Abstract
Rhodotorula mucilaginosa are saprophytic yeast, and opportunistic infections known as human rhodotorulosis are increasing in immunocompromised patients. In this study, we isolated R. mucilaginosa from pet dogs in Japan and determined the minimum inhibitory concentrations (MICs) of antifungal drugs on these isolates to investigate the drug susceptibility pattern. All 10 isolates according to the broth microdilution (BM) assay of the Clinical and Laboratory Standards Institute (CLSI) M27-A2 were resistance to azoles and genetically close to fluconazole (FLZ)-resistant human isolates of R. mucilaginosa. Due to resistance, it is expected that treatment will be difficult if they infect humans.
Keywords: antifungal resistance, canine, Rhodotorula mucilaginosa, susceptibility testing
Rhodotorula spp. are saprophytic yeast that are usually isolated from moist environmental sources, including bathroom surfaces, dairy products, plant surfaces, and as commensal inhabitants of skin and gastrointestinal and upper respiratory tracts of mammals [8]. Infections with Rhodotorula spp. in dogs are very rare, but granulomatous epididymitis, cystitis, and respiratory tract infections have been reported [1, 8]. Opportunistic infection of humans, known as rhodotorulosis, is increasing in immunocompromised patients and is associated with high mortality despite antifungal treatments [6, 11, 13]. Therefore, rhodotorulosis is not a problem for dogs themselves, but might be concern as a zoonosis that can be transmitted directly to immunocompromised patients from healthy dogs, or from medical staff who have pets through medical equipment such as catheters.
In this study, we isolated R. mucilaginosa from pet dogs in the Tokyo area of Japan and determined the minimum inhibitory concentrations (MICs) of antifungal drugs on these isolates to investigate their drug susceptibility.

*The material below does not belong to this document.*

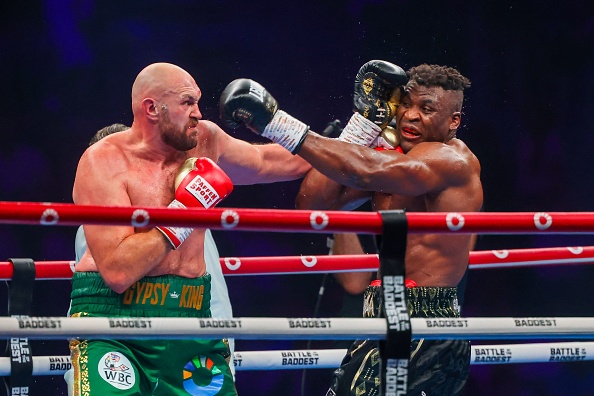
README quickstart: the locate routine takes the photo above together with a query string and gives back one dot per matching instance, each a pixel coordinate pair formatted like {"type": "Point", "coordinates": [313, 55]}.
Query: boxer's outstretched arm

A total of 10 yeast isolates were collected from canine skin and ear canals in 2020; all were isolated from nine pet dogs that were kept in 9 different homes located in the Tokyo region of Japan (Table 1). In this study, seven of nine dogs (all dogs were diagnosed with seborrheic dermatitis or otitis externa) had been treated with oral itraconazole (ITZ) and ketoconazole (KTZ) or a shampoo with miconazole (MIZ) (Table 1). No fungal infections have been found in the owners of the patient dogs.
Table 1. Minimum inhibitory concentrations (mg/l) of antifungal drugs against the tested isolates.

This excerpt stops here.